# Automatic (granule) feeder for Celestial Pearl Danio tank



## fitifiti (Feb 28, 2017)

Hello everyone,

My question is about feeding my *8 Celestial Pearl Danio* (Galaxy Rasbora) fish while I'm away for 5 days (for that matter, I also like to learn for future but longer away time). 

Two of my fish are juvenile and I have been feeding them all once a day so far. They take very small granule food from either the surface or more readily in the water column. The tank is a 54 liter (~15 gallons) has live plants. The exact water volume, after the sand, rocks, filter, heater and the plants deducted, must be around 45 liters. 

The automatic feeders that I have been looking at gave me the impression that they are more likely to deliver too much more food than my small nano fish gang need. Do you know of a good automatic feeder suitable for small granule food in small quantities or maybe have experience with vacation foods for small fish/aquariums.

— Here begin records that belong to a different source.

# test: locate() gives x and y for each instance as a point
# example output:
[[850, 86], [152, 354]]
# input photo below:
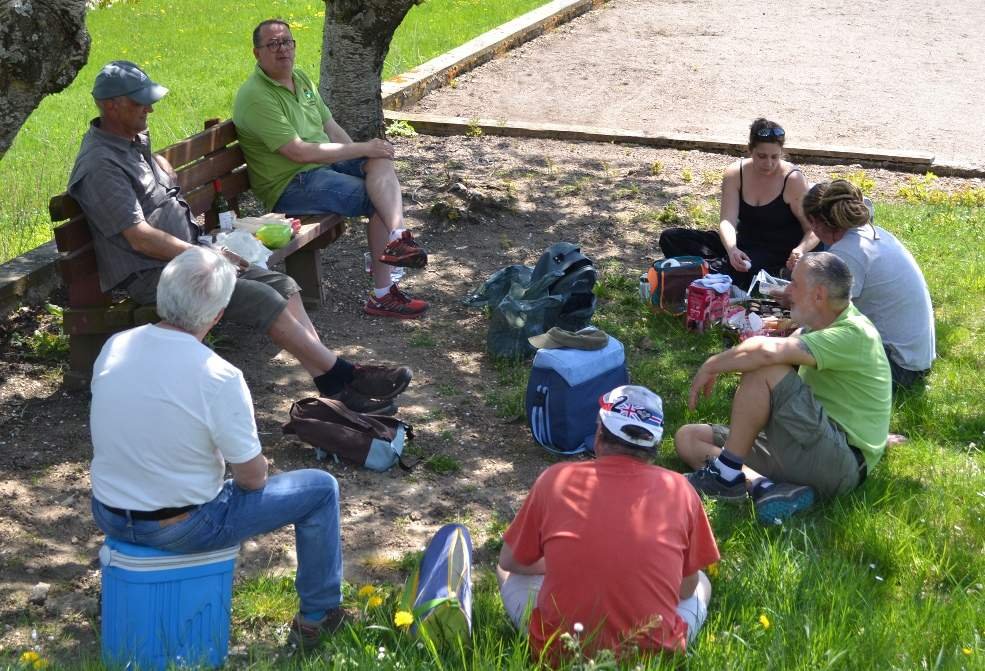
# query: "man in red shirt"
[[610, 550]]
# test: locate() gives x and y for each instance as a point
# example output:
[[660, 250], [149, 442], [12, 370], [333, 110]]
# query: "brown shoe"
[[377, 382], [307, 635]]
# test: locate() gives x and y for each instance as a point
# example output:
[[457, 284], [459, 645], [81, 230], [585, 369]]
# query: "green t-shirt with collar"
[[852, 380], [268, 116]]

I've seen this 'Betta matic' https://www.amazon.com/Zoo-Med-BettaMatic-Automatic-Feeder/dp/B0049U45K8, but not sure if that would be of use since my granule food is finer more like dust rather than betta granules.

Thanks in advance!


----------



## jaysee (Dec 9, 2009)

Your fish will be absolutely fine without any feedings for any normal length vacation you might take. Too, the tank is far from devoid of things for them to forage for while you're gone. The risk of something going wrong with a feeder in your situation is exponentially greater than the risk of doing nothing at all. Same is true for having someone come and feed them for you. If you do nothing at all and go enjoy your vacation, I'm sure you'll come home to find everything exactly the way you left it. Just don't go feeding heavy right before you leave, or right when you get home. Resist that temptation and just feed normally before and after 

That all being said, I have automatic feeders on my tanks that I use 24/7. Eheims are the ones I have, and I like them very much. But those are on large tanks with large fish so if it feeds a little more than it should it's not a big deal.


----------